4 semantic technology seminars on May 8th, 9th, 15th, 16th
Four important seminars are scheduled in this week and the next, held by leading scholars in Natural Language Processing, Data Science, Hybrid Artificial Intelligence, and Deep Learning.
The seminars will be held in Aula Affreschi, Via Zamboni 34, Piano Terra, at 2:30 PM, and are supported by the DHDK master degree and the DHARC (Digital Humanities Advanced Research Center).
Wednesday May 8th, 2:30 PM
Marieke van Erp
Why language technology can’t handle Game of Thrones (yet)
Natural language processing (NLP) tools are commonly used in many day-to-day applications such as Siri and Google, but the effectiveness of these technologies is not thoroughly understood. I will present joint work with colleagues from the Vrij Universiteit Amsterdam in which we perform a thorough evaluation of four different name recognition tools on popular 40 novels (including A Game of Thrones).

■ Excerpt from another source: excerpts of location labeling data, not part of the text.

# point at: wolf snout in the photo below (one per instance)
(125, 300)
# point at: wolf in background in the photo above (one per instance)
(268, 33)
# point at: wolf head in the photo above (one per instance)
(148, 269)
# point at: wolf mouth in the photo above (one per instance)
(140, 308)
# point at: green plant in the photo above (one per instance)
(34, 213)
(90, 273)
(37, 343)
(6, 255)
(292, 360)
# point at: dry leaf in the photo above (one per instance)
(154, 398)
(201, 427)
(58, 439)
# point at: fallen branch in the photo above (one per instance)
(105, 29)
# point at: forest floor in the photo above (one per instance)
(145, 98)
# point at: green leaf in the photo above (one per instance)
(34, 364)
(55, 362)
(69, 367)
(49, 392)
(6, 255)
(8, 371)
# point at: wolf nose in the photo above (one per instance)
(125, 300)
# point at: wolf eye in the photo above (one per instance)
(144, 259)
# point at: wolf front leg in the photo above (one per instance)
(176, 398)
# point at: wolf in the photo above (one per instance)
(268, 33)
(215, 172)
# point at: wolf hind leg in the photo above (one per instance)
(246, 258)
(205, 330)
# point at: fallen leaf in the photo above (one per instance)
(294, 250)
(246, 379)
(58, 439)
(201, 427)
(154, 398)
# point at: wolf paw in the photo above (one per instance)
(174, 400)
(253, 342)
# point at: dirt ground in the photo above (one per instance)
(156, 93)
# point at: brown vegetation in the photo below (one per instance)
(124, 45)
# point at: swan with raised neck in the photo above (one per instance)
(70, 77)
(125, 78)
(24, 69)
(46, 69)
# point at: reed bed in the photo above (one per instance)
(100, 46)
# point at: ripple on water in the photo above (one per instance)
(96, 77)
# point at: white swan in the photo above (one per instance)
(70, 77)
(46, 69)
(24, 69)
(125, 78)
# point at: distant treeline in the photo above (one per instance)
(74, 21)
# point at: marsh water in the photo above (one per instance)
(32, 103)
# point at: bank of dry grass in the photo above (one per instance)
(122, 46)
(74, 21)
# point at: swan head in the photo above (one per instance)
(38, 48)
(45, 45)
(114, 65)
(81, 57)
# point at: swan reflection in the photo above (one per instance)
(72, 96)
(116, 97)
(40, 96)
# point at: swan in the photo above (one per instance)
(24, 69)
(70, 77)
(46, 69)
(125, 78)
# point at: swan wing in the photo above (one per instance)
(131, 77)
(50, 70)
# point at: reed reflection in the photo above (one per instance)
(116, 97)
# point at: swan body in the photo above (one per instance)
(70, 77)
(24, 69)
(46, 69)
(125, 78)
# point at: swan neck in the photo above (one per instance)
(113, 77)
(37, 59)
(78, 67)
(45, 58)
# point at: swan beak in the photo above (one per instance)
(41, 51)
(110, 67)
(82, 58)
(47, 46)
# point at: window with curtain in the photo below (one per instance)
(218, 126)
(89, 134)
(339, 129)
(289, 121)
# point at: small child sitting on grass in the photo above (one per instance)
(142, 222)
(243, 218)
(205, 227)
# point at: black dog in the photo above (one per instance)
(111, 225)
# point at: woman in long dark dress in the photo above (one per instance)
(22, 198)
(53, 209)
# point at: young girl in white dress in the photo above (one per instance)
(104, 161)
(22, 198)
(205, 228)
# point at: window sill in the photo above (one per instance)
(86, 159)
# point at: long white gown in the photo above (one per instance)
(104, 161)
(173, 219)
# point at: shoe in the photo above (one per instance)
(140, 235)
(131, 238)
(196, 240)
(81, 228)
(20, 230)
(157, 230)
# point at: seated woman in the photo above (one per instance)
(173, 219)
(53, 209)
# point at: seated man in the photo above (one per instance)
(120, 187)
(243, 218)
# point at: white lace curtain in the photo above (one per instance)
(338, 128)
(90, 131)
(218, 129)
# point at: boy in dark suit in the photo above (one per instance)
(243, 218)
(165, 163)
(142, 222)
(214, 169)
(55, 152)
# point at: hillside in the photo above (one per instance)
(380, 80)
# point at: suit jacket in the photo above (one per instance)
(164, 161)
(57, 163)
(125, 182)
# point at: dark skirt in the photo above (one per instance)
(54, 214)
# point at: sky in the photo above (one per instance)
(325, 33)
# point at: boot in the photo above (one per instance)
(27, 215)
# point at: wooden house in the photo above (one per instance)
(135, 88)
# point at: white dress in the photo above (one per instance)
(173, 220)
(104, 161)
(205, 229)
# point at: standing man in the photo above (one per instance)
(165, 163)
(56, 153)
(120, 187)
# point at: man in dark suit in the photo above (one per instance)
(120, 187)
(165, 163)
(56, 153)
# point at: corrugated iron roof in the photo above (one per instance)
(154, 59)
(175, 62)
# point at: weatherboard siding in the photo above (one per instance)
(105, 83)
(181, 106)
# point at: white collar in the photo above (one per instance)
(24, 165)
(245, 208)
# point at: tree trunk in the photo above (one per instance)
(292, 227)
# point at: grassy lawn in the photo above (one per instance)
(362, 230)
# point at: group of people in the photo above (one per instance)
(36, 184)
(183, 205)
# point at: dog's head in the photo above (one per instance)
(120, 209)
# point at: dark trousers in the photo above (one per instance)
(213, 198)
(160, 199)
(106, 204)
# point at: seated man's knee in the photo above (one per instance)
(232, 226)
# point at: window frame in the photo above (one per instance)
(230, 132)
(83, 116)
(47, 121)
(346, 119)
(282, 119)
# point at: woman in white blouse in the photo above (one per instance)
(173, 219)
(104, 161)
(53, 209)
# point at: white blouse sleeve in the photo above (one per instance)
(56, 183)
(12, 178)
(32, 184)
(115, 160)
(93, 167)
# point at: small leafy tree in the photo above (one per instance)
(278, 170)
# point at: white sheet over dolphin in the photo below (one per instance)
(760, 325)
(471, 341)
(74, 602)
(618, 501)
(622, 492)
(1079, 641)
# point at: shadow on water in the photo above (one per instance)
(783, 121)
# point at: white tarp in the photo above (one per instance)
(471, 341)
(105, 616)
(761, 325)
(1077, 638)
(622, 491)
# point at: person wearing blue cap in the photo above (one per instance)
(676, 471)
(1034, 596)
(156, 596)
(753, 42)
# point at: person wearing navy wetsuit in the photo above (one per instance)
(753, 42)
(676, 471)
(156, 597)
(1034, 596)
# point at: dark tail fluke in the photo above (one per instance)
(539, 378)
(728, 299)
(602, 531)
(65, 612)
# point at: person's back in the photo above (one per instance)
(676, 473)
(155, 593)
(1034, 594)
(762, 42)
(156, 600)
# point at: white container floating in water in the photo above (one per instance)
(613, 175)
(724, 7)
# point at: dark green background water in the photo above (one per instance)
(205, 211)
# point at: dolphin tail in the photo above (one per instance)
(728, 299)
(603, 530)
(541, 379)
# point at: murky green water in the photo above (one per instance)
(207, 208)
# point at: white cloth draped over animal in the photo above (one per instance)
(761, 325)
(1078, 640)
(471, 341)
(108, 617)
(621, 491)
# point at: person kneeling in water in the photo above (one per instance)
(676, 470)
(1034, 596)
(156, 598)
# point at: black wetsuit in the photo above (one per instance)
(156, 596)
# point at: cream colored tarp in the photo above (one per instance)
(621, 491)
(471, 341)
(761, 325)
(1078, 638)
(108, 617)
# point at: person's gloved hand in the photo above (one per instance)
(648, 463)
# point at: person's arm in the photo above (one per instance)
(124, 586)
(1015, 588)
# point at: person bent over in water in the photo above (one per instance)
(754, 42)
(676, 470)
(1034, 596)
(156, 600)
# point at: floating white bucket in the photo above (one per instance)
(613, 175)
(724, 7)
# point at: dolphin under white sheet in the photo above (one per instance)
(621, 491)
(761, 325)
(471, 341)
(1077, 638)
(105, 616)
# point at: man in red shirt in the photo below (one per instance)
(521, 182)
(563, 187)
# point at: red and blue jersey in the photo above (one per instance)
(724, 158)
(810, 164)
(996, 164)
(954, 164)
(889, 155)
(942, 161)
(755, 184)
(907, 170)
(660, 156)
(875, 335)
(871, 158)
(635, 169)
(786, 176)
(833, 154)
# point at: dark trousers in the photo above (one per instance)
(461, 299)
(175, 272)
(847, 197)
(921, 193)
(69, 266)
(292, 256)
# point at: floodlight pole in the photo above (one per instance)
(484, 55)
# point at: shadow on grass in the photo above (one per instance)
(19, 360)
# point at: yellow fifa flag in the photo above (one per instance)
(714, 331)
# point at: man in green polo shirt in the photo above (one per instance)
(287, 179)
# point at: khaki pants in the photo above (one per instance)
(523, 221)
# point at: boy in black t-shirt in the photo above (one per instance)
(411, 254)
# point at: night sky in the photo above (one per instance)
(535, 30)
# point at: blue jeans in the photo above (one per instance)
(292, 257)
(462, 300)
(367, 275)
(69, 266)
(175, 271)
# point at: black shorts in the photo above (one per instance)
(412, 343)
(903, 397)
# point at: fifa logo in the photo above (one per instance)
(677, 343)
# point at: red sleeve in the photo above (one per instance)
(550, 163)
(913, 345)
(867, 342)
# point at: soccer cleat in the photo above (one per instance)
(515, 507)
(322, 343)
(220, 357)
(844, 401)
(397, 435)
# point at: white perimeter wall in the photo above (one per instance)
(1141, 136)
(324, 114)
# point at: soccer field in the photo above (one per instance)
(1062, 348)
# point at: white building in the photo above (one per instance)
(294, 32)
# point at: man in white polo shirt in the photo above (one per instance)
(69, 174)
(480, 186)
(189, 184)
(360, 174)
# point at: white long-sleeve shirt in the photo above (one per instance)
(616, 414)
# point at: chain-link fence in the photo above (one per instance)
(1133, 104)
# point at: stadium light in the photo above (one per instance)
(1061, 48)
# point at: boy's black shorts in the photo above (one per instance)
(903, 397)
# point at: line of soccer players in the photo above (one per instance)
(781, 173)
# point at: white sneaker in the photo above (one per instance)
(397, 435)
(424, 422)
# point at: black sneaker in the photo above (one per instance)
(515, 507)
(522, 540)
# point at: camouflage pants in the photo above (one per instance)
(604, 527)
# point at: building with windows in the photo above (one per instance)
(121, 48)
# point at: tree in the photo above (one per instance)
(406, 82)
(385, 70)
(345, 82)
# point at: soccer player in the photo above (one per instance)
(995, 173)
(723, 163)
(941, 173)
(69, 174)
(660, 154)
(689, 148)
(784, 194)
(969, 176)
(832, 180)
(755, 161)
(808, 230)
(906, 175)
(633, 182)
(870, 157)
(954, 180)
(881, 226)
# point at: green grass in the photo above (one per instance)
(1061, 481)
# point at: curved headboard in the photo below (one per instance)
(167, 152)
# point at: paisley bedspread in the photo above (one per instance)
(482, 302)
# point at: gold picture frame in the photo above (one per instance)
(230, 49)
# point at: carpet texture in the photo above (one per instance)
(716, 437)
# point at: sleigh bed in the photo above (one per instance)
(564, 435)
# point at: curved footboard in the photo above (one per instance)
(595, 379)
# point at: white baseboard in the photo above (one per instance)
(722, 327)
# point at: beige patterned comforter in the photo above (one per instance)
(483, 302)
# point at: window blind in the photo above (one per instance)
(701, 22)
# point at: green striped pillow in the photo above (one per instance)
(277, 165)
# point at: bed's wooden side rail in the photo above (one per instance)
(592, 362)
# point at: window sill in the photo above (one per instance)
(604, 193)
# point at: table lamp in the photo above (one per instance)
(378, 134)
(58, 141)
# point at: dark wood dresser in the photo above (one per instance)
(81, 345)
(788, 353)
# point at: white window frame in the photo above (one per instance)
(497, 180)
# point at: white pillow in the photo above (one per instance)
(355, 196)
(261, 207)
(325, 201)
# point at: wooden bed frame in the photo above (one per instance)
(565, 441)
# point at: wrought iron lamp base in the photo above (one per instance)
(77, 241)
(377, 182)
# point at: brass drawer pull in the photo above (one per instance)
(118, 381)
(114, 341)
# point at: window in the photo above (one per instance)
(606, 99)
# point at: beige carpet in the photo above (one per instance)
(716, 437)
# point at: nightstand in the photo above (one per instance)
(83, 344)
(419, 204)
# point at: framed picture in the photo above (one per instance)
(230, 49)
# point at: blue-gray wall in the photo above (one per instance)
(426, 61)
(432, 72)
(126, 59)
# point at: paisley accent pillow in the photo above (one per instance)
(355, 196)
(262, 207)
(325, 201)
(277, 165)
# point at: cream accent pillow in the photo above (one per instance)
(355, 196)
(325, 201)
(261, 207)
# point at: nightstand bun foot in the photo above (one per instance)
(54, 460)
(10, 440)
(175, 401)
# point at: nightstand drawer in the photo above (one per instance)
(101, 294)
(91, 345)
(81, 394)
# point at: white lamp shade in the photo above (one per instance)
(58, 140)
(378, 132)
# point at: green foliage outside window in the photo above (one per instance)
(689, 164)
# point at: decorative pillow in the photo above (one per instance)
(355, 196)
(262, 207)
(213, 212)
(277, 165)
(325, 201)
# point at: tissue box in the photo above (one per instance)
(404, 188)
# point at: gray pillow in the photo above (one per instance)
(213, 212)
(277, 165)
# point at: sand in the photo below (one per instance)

I will highlight why literary texts are so difficult for NLP tools as well as solutions for improving their performance.
Marieke van Erp is a researcher and team leader of the Digital Humanities Lab at the Royal Netherlands Academy of Arts and Sciences Humanities Cluster in Amsterdam, the Netherlands. Her research is focused on applying natural language processing in semantic web applications with a particular interest in digital humanities. She previously worked on the European NewsReader project, which was aimed at building structured indexes of events from large volumes of financial news and the CLARIAH project, a large Dutch project to develop infrastructure for humanities research.
Thursday May 9th, 2:30 PM
Thinking about the Making of Data
(This will be an interactive session. Please do me a favor and come prepared with examples of your favorite datasets and recipes of how it was made.)
A central challenge in our modern information environment is how to use, integrate and repurpose data that stem from a multitude of diverse sources. Within data science, ~60-70% of the time is spent gathering, preparing, integrating, and munging data. In science, there is, for instance, the need to know which of the thousands of prior experimental records are reliable, applicable and can be reused for an experiment. In this talk, I discuss the goal of developing intelligent systems that work with people to combine and reuse data. I give examples from my work on flexible knowledge graph construction and contextualize this in the context of recent work looking at how scientist search for data.
Paul Groth is Professor of Algorithmic Data Science at the University of Amsterdam where he leads the Intelligent Data Engineering Lab (INDElab). His research focuses on intelligent systems for dealing with large amounts of diverse contextualized knowledge with a particular focus on web and science applications. This includes research in data provenance, data integration and knowledge sharing.
Paul led the design of a number of large scale data integration and knowledge graph construction efforts in the biomedical domain. Paul was co-chair of the W3C Provenance Working Group that created a standard for provenance interchange. He has also contributed to the emergence of community initiatives to build a better scholarly ecosystem including altmetrics and the FAIR data principles.
Wednesday May 15th, 2:30 PM
Fabio Massimo Zanzotto
Hey, Merry Men! Robin-Hood Artificial Intelligence is calling you!
Artificial Intelligence may accelerate the third Industrial Revolution exploiting Human Knowledge stored in Personal Data. Will the job market and your future job survive this third Industrial Revolution?
Thursday May 16th, 2:30 PM
Fabio Massimo Zanzotto
Symbolic, Distributed and Distributional Representations in the Era of Deep Learning
Natural and Artificial Languages are inherently discrete symbolic representations of human knowledge. Recent advances in machine learning (ML) and in natural language processing (NLP) seem to contradict the above intuition: discrete symbols are fading away, erased by vectors or tensors called distributed and distributional representations. However, there is a strict link between distributed/distributional representations and discrete symbols, being the first an approximation of the second. A clearer understanding of the strict link between distributed/distributional representations and symbols may certainly lead to radically new deep learning networks. In this talk I make a survey that aims to renew the link between symbolic representations and distributed/distributional representations. This is the right time to revitalize the area of interpreting how discrete symbols are represented inside neural networks.
Fabio Massimo Zanzotto is Associate Professor at the Department of Enterprise Engineering - University of Rome "Tor Vergata”.